Technical Abstract: Pasteuria spp. are endospore-forming bacteria, and most of them are obligate parasites of nematodes. A number of studies have demonstrated that Pasteuria can effectively suppress nematode populations in natural fields and have promising potential as biocontrol agents. However, parasitism of nematodes by Pasteuria is generally highly species-, race-, and/or population-specific. A population of Pasteuria sp. was found on Pratylenchus sp. with a high percentage of nematodes having attached endospores in a soil sample collected from a field in Becker County in northwestern Minnesota, USA. The purpose of this study was to determine the ability of the Pasteuria population to parasitize different species and populations of Pratylenchus.

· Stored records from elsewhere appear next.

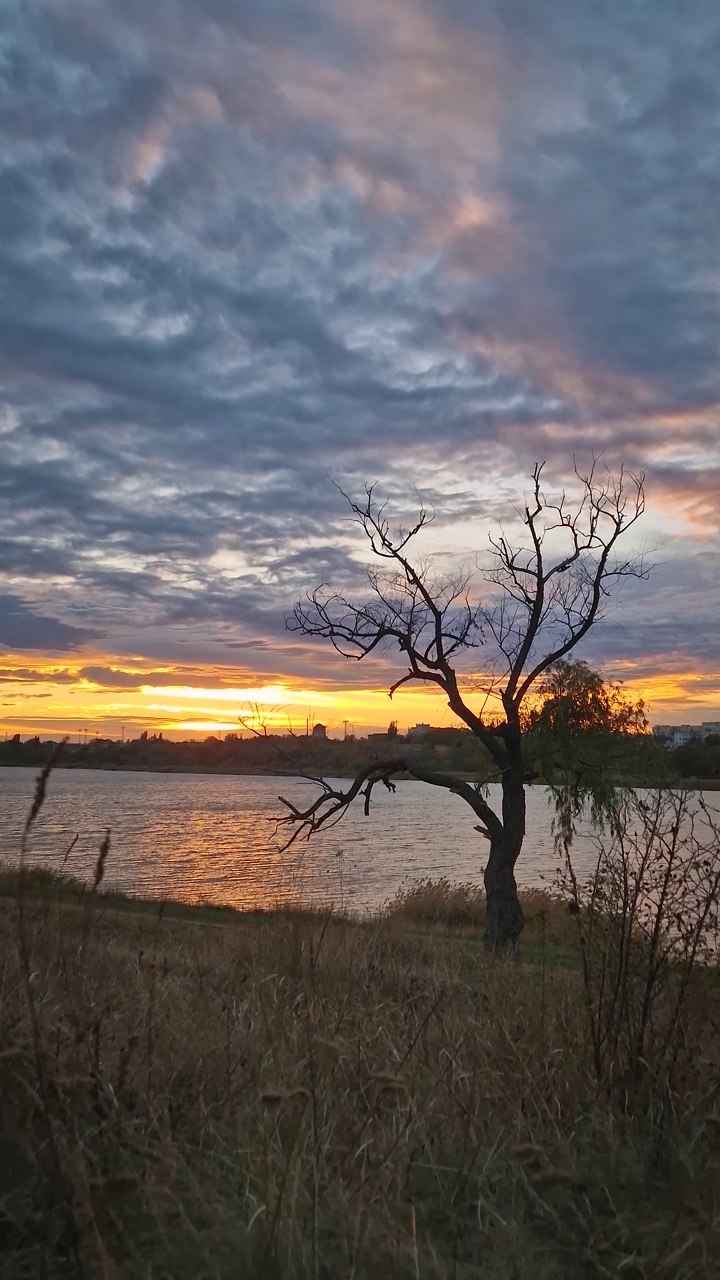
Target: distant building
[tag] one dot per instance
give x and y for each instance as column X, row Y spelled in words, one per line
column 679, row 735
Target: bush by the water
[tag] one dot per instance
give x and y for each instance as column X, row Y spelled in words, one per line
column 190, row 1095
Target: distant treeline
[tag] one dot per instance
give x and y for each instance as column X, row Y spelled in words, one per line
column 454, row 750
column 458, row 750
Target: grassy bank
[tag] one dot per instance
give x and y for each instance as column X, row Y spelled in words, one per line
column 292, row 1095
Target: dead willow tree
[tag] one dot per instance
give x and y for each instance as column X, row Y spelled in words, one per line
column 543, row 597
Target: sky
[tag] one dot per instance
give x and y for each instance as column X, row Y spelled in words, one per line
column 249, row 247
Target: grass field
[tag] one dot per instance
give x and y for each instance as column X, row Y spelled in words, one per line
column 195, row 1093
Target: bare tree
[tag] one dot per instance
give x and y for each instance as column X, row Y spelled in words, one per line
column 542, row 599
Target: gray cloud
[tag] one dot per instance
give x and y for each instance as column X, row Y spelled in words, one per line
column 22, row 629
column 244, row 245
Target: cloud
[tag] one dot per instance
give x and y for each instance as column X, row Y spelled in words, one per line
column 424, row 243
column 22, row 629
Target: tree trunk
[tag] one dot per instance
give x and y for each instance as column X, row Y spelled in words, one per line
column 504, row 914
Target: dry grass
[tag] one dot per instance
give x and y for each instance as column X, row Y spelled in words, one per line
column 317, row 1098
column 463, row 906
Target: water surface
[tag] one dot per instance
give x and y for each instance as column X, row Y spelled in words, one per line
column 203, row 837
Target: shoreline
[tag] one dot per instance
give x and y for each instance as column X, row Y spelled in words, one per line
column 670, row 785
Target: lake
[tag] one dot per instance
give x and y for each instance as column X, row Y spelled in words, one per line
column 203, row 837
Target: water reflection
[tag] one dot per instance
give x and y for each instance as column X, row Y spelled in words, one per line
column 209, row 839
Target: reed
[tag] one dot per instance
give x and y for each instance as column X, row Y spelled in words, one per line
column 299, row 1096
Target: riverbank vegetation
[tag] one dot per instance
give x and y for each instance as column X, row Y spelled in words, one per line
column 194, row 1092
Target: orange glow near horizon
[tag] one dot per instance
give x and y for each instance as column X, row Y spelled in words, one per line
column 53, row 699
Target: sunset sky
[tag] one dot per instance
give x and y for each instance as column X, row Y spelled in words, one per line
column 247, row 246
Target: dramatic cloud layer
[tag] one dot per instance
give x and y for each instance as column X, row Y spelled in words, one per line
column 247, row 243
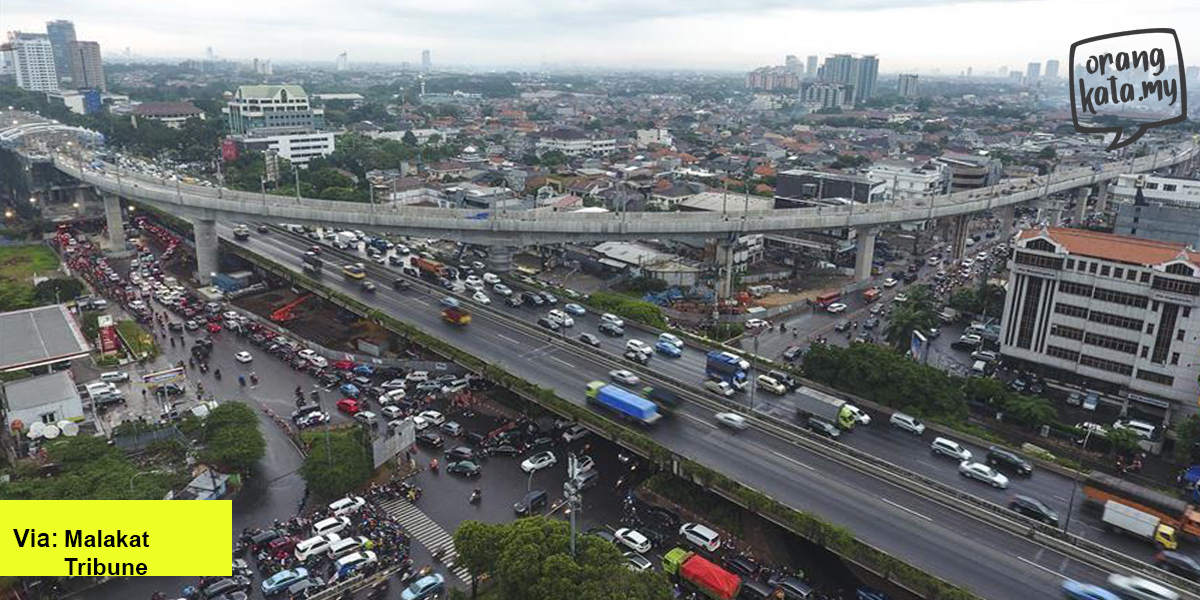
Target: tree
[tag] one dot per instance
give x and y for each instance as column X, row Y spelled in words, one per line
column 531, row 559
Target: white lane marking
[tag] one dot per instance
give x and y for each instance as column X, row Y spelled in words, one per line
column 1047, row 569
column 906, row 509
column 789, row 459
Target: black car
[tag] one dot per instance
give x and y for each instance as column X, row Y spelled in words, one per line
column 532, row 502
column 1009, row 460
column 1033, row 509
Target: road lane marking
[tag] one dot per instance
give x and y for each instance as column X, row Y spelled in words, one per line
column 906, row 509
column 789, row 459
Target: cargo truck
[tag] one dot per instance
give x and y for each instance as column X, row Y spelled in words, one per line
column 810, row 402
column 727, row 367
column 695, row 571
column 1101, row 489
column 1138, row 523
column 623, row 402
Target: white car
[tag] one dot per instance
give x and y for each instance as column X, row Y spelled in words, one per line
column 633, row 540
column 1139, row 588
column 347, row 505
column 625, row 377
column 731, row 420
column 433, row 417
column 539, row 461
column 983, row 473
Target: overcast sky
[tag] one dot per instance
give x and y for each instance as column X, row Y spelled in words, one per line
column 909, row 35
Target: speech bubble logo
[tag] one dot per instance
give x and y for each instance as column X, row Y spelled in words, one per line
column 1129, row 72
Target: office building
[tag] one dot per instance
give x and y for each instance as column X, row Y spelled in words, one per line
column 61, row 35
column 909, row 87
column 87, row 69
column 1051, row 69
column 1114, row 313
column 33, row 61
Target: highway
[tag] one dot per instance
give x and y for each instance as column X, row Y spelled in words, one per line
column 959, row 549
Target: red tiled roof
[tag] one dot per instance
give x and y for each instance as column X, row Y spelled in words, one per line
column 1115, row 247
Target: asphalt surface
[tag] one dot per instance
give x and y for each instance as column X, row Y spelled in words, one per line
column 959, row 549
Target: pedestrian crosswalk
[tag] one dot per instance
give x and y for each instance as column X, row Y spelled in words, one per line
column 431, row 535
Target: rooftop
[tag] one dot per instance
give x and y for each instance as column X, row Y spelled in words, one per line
column 48, row 334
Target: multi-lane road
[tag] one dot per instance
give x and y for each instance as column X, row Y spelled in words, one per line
column 961, row 550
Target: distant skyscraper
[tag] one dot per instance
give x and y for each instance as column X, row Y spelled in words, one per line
column 87, row 69
column 33, row 58
column 61, row 34
column 1051, row 69
column 1032, row 73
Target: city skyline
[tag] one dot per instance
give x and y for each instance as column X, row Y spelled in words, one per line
column 612, row 35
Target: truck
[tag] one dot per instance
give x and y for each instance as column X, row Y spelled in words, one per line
column 695, row 571
column 1101, row 489
column 727, row 367
column 429, row 269
column 810, row 402
column 1139, row 523
column 623, row 402
column 455, row 316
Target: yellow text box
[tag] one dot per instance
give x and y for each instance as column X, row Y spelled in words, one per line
column 115, row 538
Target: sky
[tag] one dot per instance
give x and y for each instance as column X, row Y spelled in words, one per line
column 922, row 36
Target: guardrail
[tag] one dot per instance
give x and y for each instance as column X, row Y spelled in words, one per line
column 1080, row 549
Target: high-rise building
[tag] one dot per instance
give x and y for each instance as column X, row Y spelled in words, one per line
column 61, row 34
column 909, row 87
column 1051, row 69
column 33, row 58
column 87, row 69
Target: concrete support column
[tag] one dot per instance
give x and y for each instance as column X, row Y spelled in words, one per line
column 959, row 243
column 499, row 258
column 864, row 253
column 115, row 225
column 208, row 259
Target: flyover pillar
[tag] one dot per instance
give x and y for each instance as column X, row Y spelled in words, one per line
column 207, row 257
column 115, row 226
column 864, row 253
column 499, row 258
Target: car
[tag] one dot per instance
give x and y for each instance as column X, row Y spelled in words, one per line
column 624, row 377
column 433, row 417
column 731, row 420
column 633, row 540
column 539, row 461
column 984, row 473
column 1077, row 591
column 282, row 580
column 1139, row 588
column 347, row 505
column 1033, row 509
column 424, row 588
column 951, row 449
column 1179, row 563
column 591, row 340
column 465, row 468
column 1009, row 460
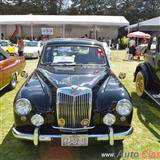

Three populations (GR, WI, and PS) of Pratylenchus penetrans and one population each of Pr. zeae, Pr. hexincisus, Pr. agilis, Pr. scribneri, and Pr. brachyurus were tested for attachment of Pasteuria endospores to the nematodes. Field soil infested by Pasteuria and Pratylenchus was treated by freezing at –80 degrees C for 24 hours, presumably killing the nematodes while keeping the Pasteuria alive. The nematodes were obtained from gnotobiotic cultures on corn roots, and were added to the freeze-treated soil in vials. After 1 week of incubation at the room temperature (~23 degrees C), the mobile nematodes were recovered from the soil by incubating the soil on a screen immerged in water in a container for 24 hours, and the percentage of nematodes with attached spores were counted. Two populations (GR and WI) of Pr. penetrans had the highest percentage (55.5% and 46.5%, respectively) of individuals with attached spores, followed by Pr. zeae (26.2%). Pr. hexincisus, Pr. agilis, Pr. brachyurus, and Pr. scribneri had low percentage (1-3%) of nematodes with attached spores, while no spore was observed on the population PS of Pr. penetrans. This study demonstrated the species- and population-specificity of the Pasteuria population infecting species in the genus Pratylenchus.